Travis Strikes Again is Suda’s Best Game. Kinda.

TSA

How do you judge a game made by someone who makes games that aren’t really that good?  And what if they make their games kinda rough on purpose?

Welcome to the riddle that is Suda51, circa 2019.

You know the resume by now.  “Yeah, he goes for a Tarantino thing, but punk rock.”  That tells you the how of Suda’s work (the copious blood and criminal low-lifes, as well as the stark cel-shaded visuals and sometimes-rough gameplay choices), but not the why.

Why put an action game on-rails in Killer7?  Why make a sandbox with no toys in it for the original No More Heroes?  Because Suda takes this punk thing seriously.  To hell with your ideas on adventure games, he was out to set a mood in Killer7 with that fixed movement.  And he was having a laugh on the industry at large with NMH’s barren Santa Destroy, a commentary on the emptiness of GTA-style open worlds.  If you’re not in on the joke, his games suck.  If you grok Suda’s brand of raised-eyebrow design choices, they’re brilliant.

The same, of course, holds true in Travis Strikes Again.

Suda spends a good half-hour-plus on a zoomed-out camera perspective.  You either understand that it’s a homage to Pac-Man, or you think he’s crazy.  You either chuckle at the fourth-wall breaking meta-commentary in a section of text dialog that drags on past the point of comfort, or you actually do think that sort of thing ought to lower a game’s Metascore.  Both views are right.  Your willingness to play along with Suda’s auteur shtick will decide which side of the fence you end up on.

Count me on the side that digs this sort of thing.  If you’re not, that’s cool.  Read no further; Suda still doesn’t make games for you.

If you’re still reading, that means you are at least interested in seeing if Suda can win you over this time out.  Before going further, one thing to get out of the way: I’ve read people saying TSA is too easy.  Those people didn’t play past the tutorial.  Then there are the folks who say this game is too difficult for its “limited” moveset…which means they aren’t creative and can’t play a game without Z targeting.  This isn’t a matter of subjectivity; both of those criticisms are objectively wrong.  This game bares its teeth after the tutorial (I put the difficulty mode down to sweet for a breather at various points).  And a “limited moveset” cannot exist in a game with light and heavy attacks, heavy combos, jump attacks for AOE, four specials, one ultra-special, dodging as an integral skill, and damn near magic management.

TSA.1

That isn’t to say the game isn’t repetitive.  Oh, it’s repetitive as hell.  Suda dresses things up for the sake of variety, but TSA is a brawler to its bones.  But think about it: all gameplay is repetitive.  You’re merely pressing a few buttons and pretending you’re somewhere else, which is the cloak of “immersion.”  This game?  Nah.  It makes you acutely aware of the act of pressing buttons; there is little room to suspend your disbelief.  The combat is about being fun and making you grin, not allowing you to subconsciously project yourself onscreen.

The first half of Travis Strikes Again is the most polished stuff Suda has ever done.  The back half introduces some enemy counters that hurt the balancing, (getting stuck in place as an enemy fires an automatic gun at you sucks, not being able to deflect with your beam katana sucks, eating an attack that cancels your special sucks, etc), but this game is still far more strategic than the other No More Heroes games.  You have to carefully choose your specials, and when to hit your jump-AOE – button mashing won’t save you.  And despite those frustrating encounters in the second half, I think the overall difficulty is fair.

The soundtrack is baller, the humor is gleefully absurd, the visuals are stylish as fuck.  You’re always aware that you’re playing a game within a game (sometimes within another game), but that’s the point.  You’re playing experimental software, just as Travis is within the game world.  One moment you’re in a neon wire-frame racer, the next you’re in an early Resident Evil mansion.
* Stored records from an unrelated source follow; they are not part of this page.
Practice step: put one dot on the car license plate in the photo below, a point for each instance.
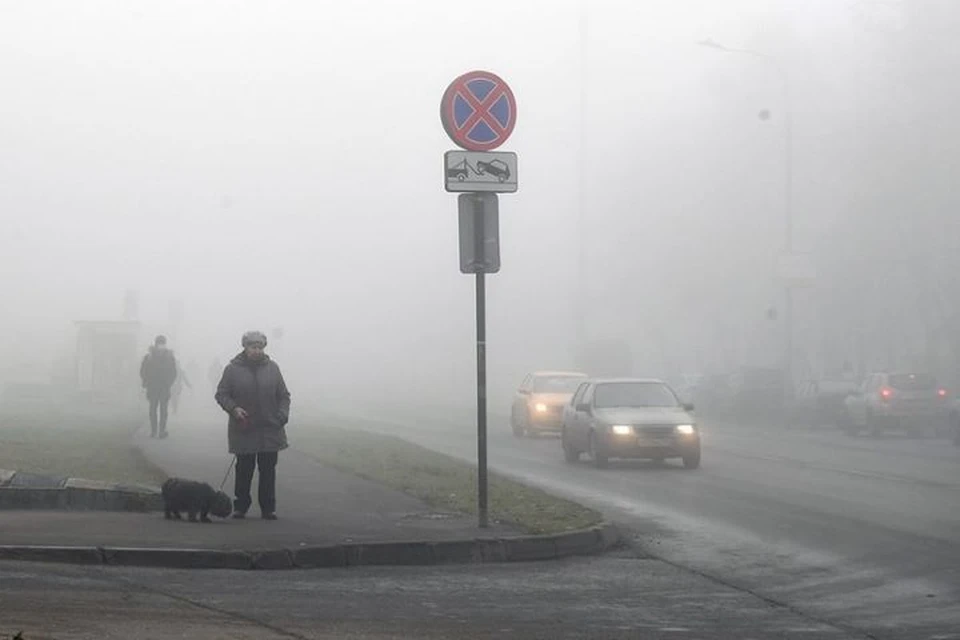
(656, 442)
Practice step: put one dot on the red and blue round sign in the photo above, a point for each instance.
(478, 111)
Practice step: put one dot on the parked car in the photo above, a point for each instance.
(539, 401)
(629, 418)
(821, 402)
(897, 401)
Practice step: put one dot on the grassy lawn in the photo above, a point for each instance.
(441, 481)
(97, 448)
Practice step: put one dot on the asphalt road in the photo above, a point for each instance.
(859, 533)
(613, 596)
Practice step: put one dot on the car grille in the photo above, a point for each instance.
(656, 429)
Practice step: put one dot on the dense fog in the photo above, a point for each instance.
(278, 166)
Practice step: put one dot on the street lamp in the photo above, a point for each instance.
(787, 199)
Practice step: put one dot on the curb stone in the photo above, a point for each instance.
(20, 491)
(63, 555)
(477, 551)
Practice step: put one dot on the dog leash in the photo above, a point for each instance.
(227, 474)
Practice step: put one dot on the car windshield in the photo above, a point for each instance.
(556, 384)
(913, 382)
(634, 394)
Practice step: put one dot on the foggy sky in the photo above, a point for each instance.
(278, 164)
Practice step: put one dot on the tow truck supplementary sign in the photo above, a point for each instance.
(478, 111)
(466, 171)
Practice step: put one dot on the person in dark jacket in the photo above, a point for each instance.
(253, 393)
(158, 370)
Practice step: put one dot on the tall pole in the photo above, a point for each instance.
(787, 240)
(579, 304)
(481, 401)
(478, 225)
(787, 215)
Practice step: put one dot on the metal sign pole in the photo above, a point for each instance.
(479, 215)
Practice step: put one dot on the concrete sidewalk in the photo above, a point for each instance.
(315, 504)
(327, 519)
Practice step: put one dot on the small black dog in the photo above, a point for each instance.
(193, 497)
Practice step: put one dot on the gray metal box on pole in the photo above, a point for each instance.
(479, 232)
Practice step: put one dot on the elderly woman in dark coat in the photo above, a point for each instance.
(252, 391)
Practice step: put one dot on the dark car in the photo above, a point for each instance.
(629, 418)
(496, 168)
(820, 403)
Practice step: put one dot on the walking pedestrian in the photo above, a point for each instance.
(253, 393)
(158, 370)
(177, 390)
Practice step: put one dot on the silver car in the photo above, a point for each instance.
(629, 418)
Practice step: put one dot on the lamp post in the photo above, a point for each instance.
(787, 202)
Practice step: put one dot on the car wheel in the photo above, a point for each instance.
(873, 426)
(570, 454)
(516, 428)
(848, 425)
(600, 461)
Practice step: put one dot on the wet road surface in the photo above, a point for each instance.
(861, 533)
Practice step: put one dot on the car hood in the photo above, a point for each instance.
(644, 415)
(551, 399)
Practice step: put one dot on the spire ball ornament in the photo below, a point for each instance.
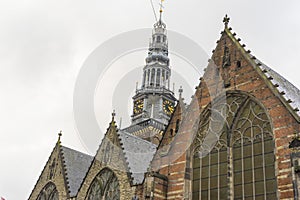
(226, 21)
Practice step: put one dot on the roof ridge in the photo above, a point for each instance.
(259, 67)
(136, 137)
(64, 167)
(56, 145)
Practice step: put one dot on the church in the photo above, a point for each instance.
(238, 138)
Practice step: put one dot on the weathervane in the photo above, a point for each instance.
(226, 20)
(160, 9)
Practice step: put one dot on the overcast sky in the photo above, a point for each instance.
(44, 43)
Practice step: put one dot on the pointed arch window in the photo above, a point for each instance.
(105, 186)
(49, 192)
(242, 160)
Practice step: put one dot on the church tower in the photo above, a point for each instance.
(154, 102)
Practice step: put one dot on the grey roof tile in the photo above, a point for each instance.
(139, 153)
(76, 166)
(290, 92)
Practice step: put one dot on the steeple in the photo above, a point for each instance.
(155, 100)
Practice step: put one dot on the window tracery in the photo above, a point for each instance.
(242, 158)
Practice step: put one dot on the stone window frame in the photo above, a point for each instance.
(224, 143)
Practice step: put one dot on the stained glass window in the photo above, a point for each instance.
(49, 192)
(105, 186)
(242, 160)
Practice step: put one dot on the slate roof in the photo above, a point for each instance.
(76, 165)
(290, 92)
(138, 153)
(139, 126)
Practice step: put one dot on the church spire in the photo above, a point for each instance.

The camera subtly shifts and takes you on a tour of the glories of classic genres.  Suda jumps from a side-scrolling platformer to an isometric view ripped from a MOBA*, then to a conventional over-the-head /3D-adventure view.  This is one of the more inventive games I’ve played in awhile, and I can’t wait to see what Suda has in store for No More Heroes 3.
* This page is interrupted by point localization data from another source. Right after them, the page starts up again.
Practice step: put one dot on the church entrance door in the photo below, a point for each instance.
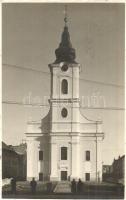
(63, 175)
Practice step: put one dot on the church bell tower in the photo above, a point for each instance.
(64, 104)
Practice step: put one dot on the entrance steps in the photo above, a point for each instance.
(63, 187)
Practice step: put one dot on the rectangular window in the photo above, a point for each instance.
(87, 155)
(40, 176)
(87, 176)
(40, 155)
(63, 153)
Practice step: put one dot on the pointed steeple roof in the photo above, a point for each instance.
(65, 52)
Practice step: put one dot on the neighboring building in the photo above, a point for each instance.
(118, 168)
(65, 144)
(13, 164)
(107, 169)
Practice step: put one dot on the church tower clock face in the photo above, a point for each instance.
(64, 67)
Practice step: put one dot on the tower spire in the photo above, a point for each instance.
(66, 16)
(65, 52)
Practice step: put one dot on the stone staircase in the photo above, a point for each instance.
(63, 187)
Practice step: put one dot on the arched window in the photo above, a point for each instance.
(63, 153)
(64, 112)
(64, 86)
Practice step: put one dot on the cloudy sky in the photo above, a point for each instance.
(32, 32)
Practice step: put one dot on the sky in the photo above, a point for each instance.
(30, 34)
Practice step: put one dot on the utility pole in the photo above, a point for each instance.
(96, 152)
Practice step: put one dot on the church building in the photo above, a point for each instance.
(65, 145)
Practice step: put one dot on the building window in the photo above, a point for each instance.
(87, 155)
(63, 153)
(64, 112)
(40, 155)
(87, 176)
(64, 67)
(64, 86)
(40, 176)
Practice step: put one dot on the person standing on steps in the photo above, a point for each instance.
(33, 184)
(13, 186)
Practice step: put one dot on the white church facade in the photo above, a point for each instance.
(65, 144)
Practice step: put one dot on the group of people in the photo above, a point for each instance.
(33, 185)
(76, 187)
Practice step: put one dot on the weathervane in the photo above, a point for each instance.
(66, 17)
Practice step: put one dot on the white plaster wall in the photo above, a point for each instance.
(32, 158)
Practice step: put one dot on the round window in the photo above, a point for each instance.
(64, 112)
(64, 68)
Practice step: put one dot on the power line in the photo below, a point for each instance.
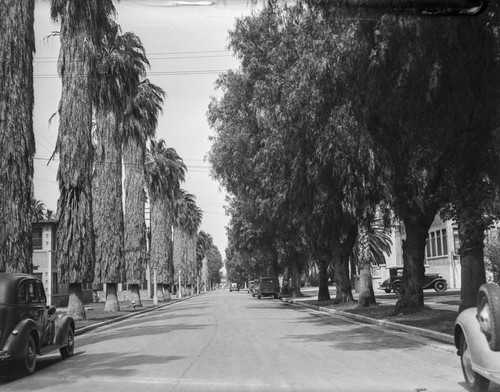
(159, 73)
(153, 53)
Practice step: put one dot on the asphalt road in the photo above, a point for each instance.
(224, 341)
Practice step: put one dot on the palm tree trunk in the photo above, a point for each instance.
(134, 221)
(366, 295)
(17, 142)
(108, 208)
(75, 302)
(75, 231)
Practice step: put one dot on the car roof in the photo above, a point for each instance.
(9, 283)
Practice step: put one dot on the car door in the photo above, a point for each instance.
(36, 307)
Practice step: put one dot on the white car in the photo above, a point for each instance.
(477, 338)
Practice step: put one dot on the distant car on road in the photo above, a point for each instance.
(268, 286)
(28, 326)
(477, 338)
(393, 282)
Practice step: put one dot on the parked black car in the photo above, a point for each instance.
(393, 282)
(268, 286)
(28, 326)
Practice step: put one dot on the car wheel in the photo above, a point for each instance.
(475, 382)
(488, 313)
(440, 287)
(28, 363)
(68, 350)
…which will be a thing.  TSA took place in a trailer because it’s pretty much a 10-hour trailer for NMH3.

Until then, Travis Strikes Again stands as Suda’s high-water mark for overall quality.  Is that a good thing for a designer who traffics in rough ideas?  Kinda.  I’d be lying if I said I didn’t miss the sort of grand statement that existed in the original NMH’s satire of open-world games.  But in its place is a leaner, meaner, funnier, game.

 

[*A brief note on the camera – if the whole game had the penultimate level’s camera, no one would have complained.  The sheep-level reviewers who spent years calling Metroid: Other M a “2.5D game” – because they don’t understand basic camera systems – are now moaning about zoomed out cameras here.  Apparently the Pac-Man homage escaped them.  It’s truly amazing how simply moving the camera perspective confounds some people.]